Calculate Electrostatic Force Between Two Plates

[ak_47_boy]

Hello, first post here. I hope this is in the right section.
I have spent an hour or so surfing the net and could not figure this out (i am bad at physics).

How do you figure out the electrostatic force attracting two plates? The plates are 2sq/m, have a 0.006m spacing, and have 10000 volts of potential difference.

 

[Shooting Star]

Welcome. Since you said you were “bad” at Physics, I’m trying to give you a detailed solution.

When a voltage V is applied across the plates, suppose the plates receive charges +Q and -Q. The surface charge density on the plates are +s and –s, where s=Q/A. If the plates were infinite in extent, then each would produce an electric field of magnitude
s/(2e) = Q/(2Ae) --(1), where I’m writing e for epsilon_naught. Let d be the separation between the plates.
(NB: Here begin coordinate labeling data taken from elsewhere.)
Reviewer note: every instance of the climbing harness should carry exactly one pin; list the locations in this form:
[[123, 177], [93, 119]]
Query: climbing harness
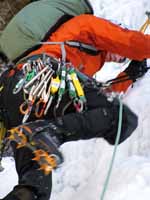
[[46, 78]]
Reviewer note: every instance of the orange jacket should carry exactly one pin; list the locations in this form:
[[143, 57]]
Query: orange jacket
[[102, 34]]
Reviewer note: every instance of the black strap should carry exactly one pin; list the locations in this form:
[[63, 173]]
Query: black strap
[[83, 47]]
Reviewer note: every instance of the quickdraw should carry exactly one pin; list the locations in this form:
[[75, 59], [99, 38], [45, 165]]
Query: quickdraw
[[23, 136], [41, 83]]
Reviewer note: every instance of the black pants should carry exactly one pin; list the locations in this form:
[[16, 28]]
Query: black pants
[[100, 119]]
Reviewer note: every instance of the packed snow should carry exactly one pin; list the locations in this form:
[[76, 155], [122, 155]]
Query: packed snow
[[84, 171]]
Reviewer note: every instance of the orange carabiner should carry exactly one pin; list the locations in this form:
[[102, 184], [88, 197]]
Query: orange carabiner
[[40, 107], [24, 108]]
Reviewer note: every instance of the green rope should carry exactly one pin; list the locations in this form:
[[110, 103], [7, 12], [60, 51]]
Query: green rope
[[115, 149]]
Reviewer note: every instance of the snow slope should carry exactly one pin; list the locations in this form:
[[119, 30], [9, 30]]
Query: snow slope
[[83, 173]]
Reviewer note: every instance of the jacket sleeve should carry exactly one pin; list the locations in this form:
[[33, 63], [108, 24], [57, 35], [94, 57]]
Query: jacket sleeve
[[105, 35]]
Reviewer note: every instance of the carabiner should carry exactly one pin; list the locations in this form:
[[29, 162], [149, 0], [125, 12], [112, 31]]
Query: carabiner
[[40, 107], [78, 104]]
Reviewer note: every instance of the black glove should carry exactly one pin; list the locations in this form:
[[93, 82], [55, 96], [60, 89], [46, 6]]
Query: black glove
[[136, 69]]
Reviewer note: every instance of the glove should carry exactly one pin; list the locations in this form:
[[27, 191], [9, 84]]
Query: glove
[[136, 69]]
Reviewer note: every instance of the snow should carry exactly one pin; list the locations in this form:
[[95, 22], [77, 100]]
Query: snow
[[84, 171]]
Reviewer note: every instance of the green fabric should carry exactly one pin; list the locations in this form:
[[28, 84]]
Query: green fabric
[[31, 24]]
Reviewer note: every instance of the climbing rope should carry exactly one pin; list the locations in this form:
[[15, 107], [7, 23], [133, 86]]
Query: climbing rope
[[115, 149]]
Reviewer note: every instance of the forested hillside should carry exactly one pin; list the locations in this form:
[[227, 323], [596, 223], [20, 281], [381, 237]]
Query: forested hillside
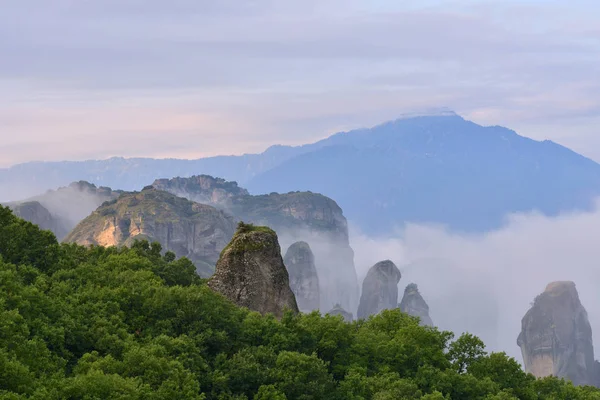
[[134, 323]]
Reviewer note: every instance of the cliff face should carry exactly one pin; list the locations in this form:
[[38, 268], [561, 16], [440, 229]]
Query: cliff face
[[413, 304], [304, 280], [380, 289], [251, 272], [188, 229], [295, 216], [202, 189], [66, 206], [556, 337]]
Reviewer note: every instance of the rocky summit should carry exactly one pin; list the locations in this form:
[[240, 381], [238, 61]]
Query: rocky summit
[[304, 280], [380, 289], [338, 310], [196, 231], [295, 216], [413, 304], [251, 273], [556, 337]]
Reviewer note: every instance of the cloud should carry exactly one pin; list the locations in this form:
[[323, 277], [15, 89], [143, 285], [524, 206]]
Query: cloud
[[485, 283], [288, 72]]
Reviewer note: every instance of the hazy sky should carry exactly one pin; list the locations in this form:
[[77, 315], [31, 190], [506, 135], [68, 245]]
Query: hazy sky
[[190, 78]]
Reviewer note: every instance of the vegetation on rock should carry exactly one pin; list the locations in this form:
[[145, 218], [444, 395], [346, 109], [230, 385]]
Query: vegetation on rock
[[130, 323]]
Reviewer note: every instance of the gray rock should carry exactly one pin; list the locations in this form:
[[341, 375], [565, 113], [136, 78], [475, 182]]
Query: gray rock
[[196, 231], [380, 289], [556, 337], [338, 310], [304, 280], [413, 304], [251, 272]]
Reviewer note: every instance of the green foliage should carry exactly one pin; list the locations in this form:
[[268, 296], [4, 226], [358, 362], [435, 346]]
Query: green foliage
[[131, 323]]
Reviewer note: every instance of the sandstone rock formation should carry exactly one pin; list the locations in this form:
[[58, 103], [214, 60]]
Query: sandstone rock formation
[[556, 337], [295, 216], [304, 280], [338, 310], [64, 207], [413, 304], [188, 229], [203, 189], [251, 272], [380, 289]]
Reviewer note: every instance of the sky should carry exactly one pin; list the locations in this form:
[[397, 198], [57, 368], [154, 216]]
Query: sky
[[194, 78]]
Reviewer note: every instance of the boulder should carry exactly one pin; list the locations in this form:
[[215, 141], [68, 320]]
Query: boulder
[[304, 280], [556, 337], [251, 273], [413, 304], [380, 289]]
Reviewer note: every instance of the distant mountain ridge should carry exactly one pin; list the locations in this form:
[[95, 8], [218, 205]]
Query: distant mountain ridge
[[436, 168]]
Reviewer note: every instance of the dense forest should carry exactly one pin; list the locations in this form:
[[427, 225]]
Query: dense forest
[[137, 323]]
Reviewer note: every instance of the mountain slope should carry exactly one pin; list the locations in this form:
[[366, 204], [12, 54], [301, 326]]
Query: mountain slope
[[61, 209], [196, 231], [295, 216], [438, 169], [443, 170]]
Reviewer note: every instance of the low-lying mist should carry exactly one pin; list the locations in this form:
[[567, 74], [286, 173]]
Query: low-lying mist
[[484, 284]]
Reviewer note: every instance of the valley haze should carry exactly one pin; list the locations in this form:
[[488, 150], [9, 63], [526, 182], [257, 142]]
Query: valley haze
[[479, 278]]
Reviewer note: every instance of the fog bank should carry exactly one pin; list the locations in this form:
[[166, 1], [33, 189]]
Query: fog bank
[[484, 284]]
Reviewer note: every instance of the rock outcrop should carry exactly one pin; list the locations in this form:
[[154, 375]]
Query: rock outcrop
[[203, 189], [556, 337], [338, 310], [295, 216], [380, 289], [62, 209], [196, 231], [413, 304], [251, 272], [304, 280]]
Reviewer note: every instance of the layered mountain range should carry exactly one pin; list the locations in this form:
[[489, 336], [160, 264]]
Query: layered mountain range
[[437, 169]]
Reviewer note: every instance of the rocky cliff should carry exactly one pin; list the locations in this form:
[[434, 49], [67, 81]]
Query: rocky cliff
[[251, 273], [338, 310], [413, 304], [203, 189], [295, 216], [188, 229], [556, 337], [64, 207], [304, 280], [380, 289]]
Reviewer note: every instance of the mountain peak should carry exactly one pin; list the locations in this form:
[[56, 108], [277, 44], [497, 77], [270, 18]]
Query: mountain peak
[[429, 112]]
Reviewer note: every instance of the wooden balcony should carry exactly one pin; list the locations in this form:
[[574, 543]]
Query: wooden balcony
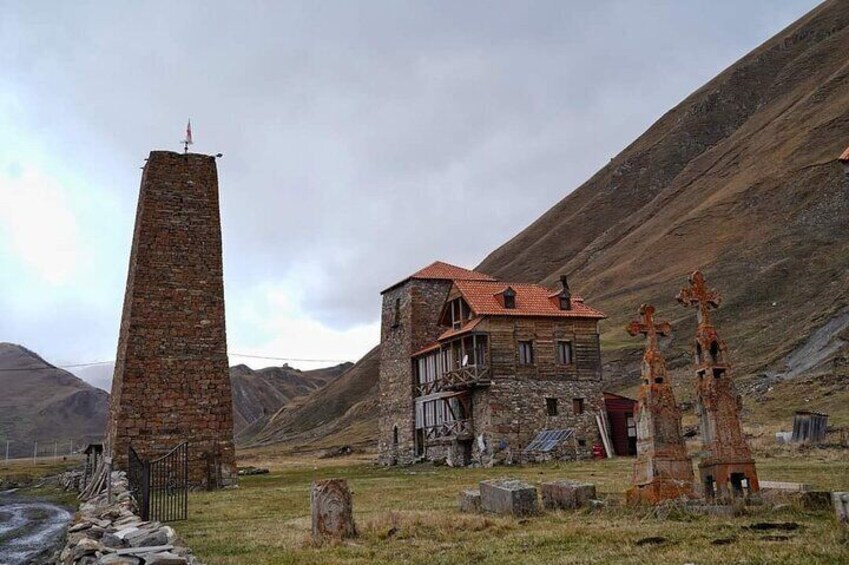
[[453, 430], [465, 377]]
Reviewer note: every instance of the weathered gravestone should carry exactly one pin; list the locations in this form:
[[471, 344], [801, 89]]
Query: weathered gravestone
[[567, 494], [470, 501], [508, 496], [332, 509], [841, 507]]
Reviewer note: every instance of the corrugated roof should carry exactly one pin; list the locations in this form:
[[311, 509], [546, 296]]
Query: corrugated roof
[[439, 270], [531, 300]]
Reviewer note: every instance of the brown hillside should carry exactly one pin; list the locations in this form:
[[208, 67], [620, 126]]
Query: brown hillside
[[740, 180], [45, 404], [260, 393], [343, 412]]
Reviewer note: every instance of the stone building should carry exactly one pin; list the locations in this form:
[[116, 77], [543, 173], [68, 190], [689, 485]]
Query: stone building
[[727, 470], [663, 470], [473, 369], [171, 382]]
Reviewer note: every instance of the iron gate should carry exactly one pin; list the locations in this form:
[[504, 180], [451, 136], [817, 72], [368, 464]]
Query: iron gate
[[161, 486]]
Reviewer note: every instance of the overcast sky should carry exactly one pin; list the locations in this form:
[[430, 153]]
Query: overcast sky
[[361, 140]]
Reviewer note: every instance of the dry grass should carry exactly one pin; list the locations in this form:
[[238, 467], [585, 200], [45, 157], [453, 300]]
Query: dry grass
[[409, 515]]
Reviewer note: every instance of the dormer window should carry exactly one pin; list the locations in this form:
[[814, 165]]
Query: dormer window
[[509, 298]]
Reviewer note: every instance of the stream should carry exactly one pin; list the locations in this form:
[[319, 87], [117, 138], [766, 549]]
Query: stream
[[29, 529]]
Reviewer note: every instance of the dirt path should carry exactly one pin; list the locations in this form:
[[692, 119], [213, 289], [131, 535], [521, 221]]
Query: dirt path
[[29, 529]]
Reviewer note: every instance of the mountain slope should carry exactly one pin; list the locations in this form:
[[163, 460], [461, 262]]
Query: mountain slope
[[343, 412], [42, 403], [259, 393], [739, 180]]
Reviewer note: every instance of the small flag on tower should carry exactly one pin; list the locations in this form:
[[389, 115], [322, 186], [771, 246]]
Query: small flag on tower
[[188, 140]]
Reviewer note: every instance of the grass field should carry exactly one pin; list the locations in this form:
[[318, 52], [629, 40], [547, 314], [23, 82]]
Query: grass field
[[409, 515]]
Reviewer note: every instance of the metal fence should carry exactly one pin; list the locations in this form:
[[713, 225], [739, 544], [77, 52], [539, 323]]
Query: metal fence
[[161, 486]]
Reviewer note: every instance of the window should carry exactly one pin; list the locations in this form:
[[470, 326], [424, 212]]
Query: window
[[396, 321], [526, 353], [564, 352], [578, 406], [510, 298]]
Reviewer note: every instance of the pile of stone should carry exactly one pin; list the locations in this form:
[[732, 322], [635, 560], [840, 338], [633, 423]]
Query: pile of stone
[[513, 497], [110, 532]]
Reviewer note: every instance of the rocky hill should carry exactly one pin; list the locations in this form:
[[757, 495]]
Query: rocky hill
[[45, 404], [741, 180], [258, 394]]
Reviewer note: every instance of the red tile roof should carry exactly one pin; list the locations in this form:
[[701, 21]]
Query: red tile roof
[[531, 300], [444, 271]]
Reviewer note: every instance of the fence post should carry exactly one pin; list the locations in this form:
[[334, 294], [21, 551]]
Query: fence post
[[145, 501]]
The sum of the fields of both the plates E = Q/(Ae) and V=E*d
=> Q = AeV/d --(2).

So, force on one plate due to field of other = Q*field = Q*Q/(2Ae) (from 1)
= eAV^2/(2d^2) (from 2).

Note that the electric field of each plate has been calculated for the case when each plate in infinite in extent. In practice, some correction factor is introduced.

 

[ogb p]

Sure, I'd be happy to help you with this calculation. The electrostatic force between two parallel plates can be calculated using Coulomb's Law, which states that the force between two charged objects is directly proportional to the product of their charges and inversely proportional to the square of the distance between them. In this case, the plates have a potential difference of 10000 volts, which means they have a charge of 10000 volts x 2 square meters = 20000 Coulombs (since the units for voltage are equivalent to joules per coulomb). The distance between the plates is 0.006 meters, so the force can be calculated as:

F = (k * q1 * q2) / d^2

Where k is the Coulomb's constant (8.99 x 10^9 N*m^2/C^2), q1 and q2 are the charges on the plates (20000 Coulombs), and d is the distance between the plates (0.006 meters). Plugging in these values gives us:

F = (8.99 x 10^9 N*m^2/C^2) * (20000 C) * (20000 C) / (0.006 m)^2

= 8.99 x 10^9 N*m^2/C^2 * 400000000 C^2 / 0.000036 m^2

= 8.99 x 10^9 N * 400000000 / 0.000036 m^2

= 8.99 x 10^9 N * 11111111111.11 / m^2

= 9.99 x 10^20 N

Therefore, the electrostatic force between the two plates is approximately 9.99 x 10^20 Newtons. I hope this helps and let me know if you have any further questions or need clarification.